In my previous post, I built a simple baseline model for the House Prices Kaggle competition using only numerical features, scaling, and a linear model.
Since then, I’ve iterated on that baseline by introducing a proper preprocessing pipeline, adding categorical features through one-hot encoding, and applying feature engineering, cross-validation, and hyperparameter tuning. The goal wasn’t to chase a leaderboard score, but to build a more realistic and disciplined machine learning workflow.
In this post, I walk through the key improvements I made to the baseline model and what I learned from the process, before moving on to more advanced models in future experiments.

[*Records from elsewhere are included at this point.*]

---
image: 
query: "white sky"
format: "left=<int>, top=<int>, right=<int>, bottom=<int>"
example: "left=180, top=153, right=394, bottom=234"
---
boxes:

Quick Recap of the Baseline
Model: Ridge Regression
Features: Numerical features only
Preprocessing: Manual scaling
Evaluation: Train/validation split
Result: Kaggle score around 0.34
This was intentionally simple, but clearly incomplete.
Problems With the Baseline
Categorical features were completely ignored
Preprocessing was done manually (easy to leak data)
No unified pipeline
Target variable (price) was highly skewed
Evaluation setup was not robust
Improvements I Made
🔹 Using a Pipeline
Keeps preprocessing and model together
Prevents data leakage
Makes experiments reproducible
This immediately made my workflow cleaner and safer.
🔹 Handling Categorical Features
Stopped dropping them
Encoded them properly
Why house data depends heavily on categories
Improved the model’s ability to learn housing-related patterns
🔹 Log Transforming the Target
House prices are right-skewed
Log transform stabilized the target
Evaluation became more meaningful
🔹 Better Evaluation Discipline
Used consistent RMSE calculation
Compared models properly
Avoided misleading improvements
Results
These changes reduced my validation RMSE significantly compared to the baseline and gave me more confidence in the model’s ability to generalize.
What I Learned
Pipelines are not optional, even for baselines
Data preprocessing matters as much as the model
Target transformations can have a big impact
Clean evaluation > chasing scores
What I’ll Try Next
Feature engineering
Cross-validation and tuning
Tree-based models (Random Forest, Gradient Boosting)
Comparing linear vs non-linear models